/ 25 February 2011

Favouring the soft option

Favouring The Soft Option

As South Africa gears up for COP17, the United Nations climate change summit in Durban, it is clear business and government are not entirely on the same page about how to achieve a low-carbon future.

The government’s commitment at the 2009 Copenhagen talks to reduce greenhouse gas emissions by 34% by 2020 and by 42% by 2025 was a point of no return. The burden of meeting these targets has to be shared. The largest share will have to come from changes in investment patterns by both government and business.

Business played a role in developing the long-term mitigation scenarios that define the different actions South Africa can take to stabilise and reduce its carbon emissions. Key parties to the discussions included Sasol, Eskom and other energy-intensive companies.

The process identified three main avenues for mitigation: changing the nature of investment in the energy sector from carbon-intensive technologies to low-carbon technologies, managing energy-efficiency programmes and introducing carbon taxes. Translating these scenarios into action will put the parties involved to the test. It’s clear that voluntary measures are not the answer.

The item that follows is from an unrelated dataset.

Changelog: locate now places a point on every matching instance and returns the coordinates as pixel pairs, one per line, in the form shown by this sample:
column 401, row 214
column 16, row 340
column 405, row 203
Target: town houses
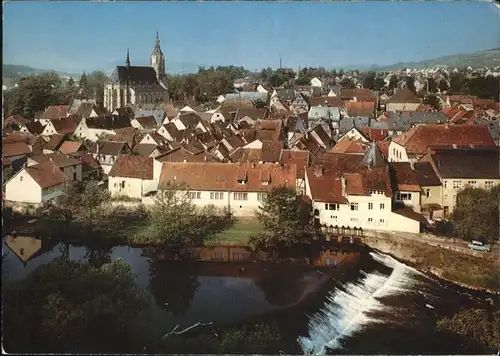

In his State of the Nation address in early February President Jacob Zuma identified the green economy as one of the six focus areas for job creation. The new growth path and other policy documents also encourage investment in green industries.

Those businesses that have responded so far, however, have tended to favour “soft” options such as calculating their carbon footprints, buying carbon credits, or volunteering on the carbon disclosure programme. Government plans to introduce carbon taxes have aroused the biggest consternation among businesses.

Carbon taxes were initiated several years ago by the national treasury to induce behavioural change among consumers and business. The first was a 2c per kilowatt hour levy on electricity. This was followed by a flat emissions tax for cars that takes into account the efficiency of a car’s engine and its fuel consumption.

With the rise in petrol prices, this is already forcing car companies to respond to consumer demands for more efficient and economical vehicles. Proposed new carbon taxes on fossil fuels, including a suggested R75/tonne tax, rising to R200/tonne, have produced the predictable outcries.

Energy-intensive companies have established an industry task team to prepare a formal response by February 28. Companies have warned of adverse business consequences, as well as potentially negative effects on job creation and growth.

This tends to be a knee-jerk reaction and reflects a lack of imagination. To argue blindly about economic costs is to be oblivious to new opportunities to revitalise the South African economy through new areas of investment.

In the end, whether we are pleased or not with the government’s efforts, it has been setting the agenda on climate change issues and looking at ways to intervene that can slowly move the economy to a lowcarbon future. The shift is already happening globally, despite the success or failure of climate negotiations.

The key drivers are energy security, technology innovation, new clean-tech industrialisation and competitiveness as other countries apply carbon constraints on imported goods through both public and private measures. A lot more can be done on the side of the government.

Conflicts between policy and infrastructure investment decisions abound. South Africa continues to build coalfired power stations and to produce liquid fuels from coal. A gigantic new refinery is on the cards, there are proposals to extract unsustainable shale gas in the Karoo and there is insufficient commitment to renewables.

While the policy blocks and changes to the tax regime are being put in place, the government should use its power and influence in procurement policy to engineer the tight alignment that is required. And as far as business goes, it has to replace the mind-set of short-term goals with the long-term plans that are more inclusive of the wellbeing of all in the country.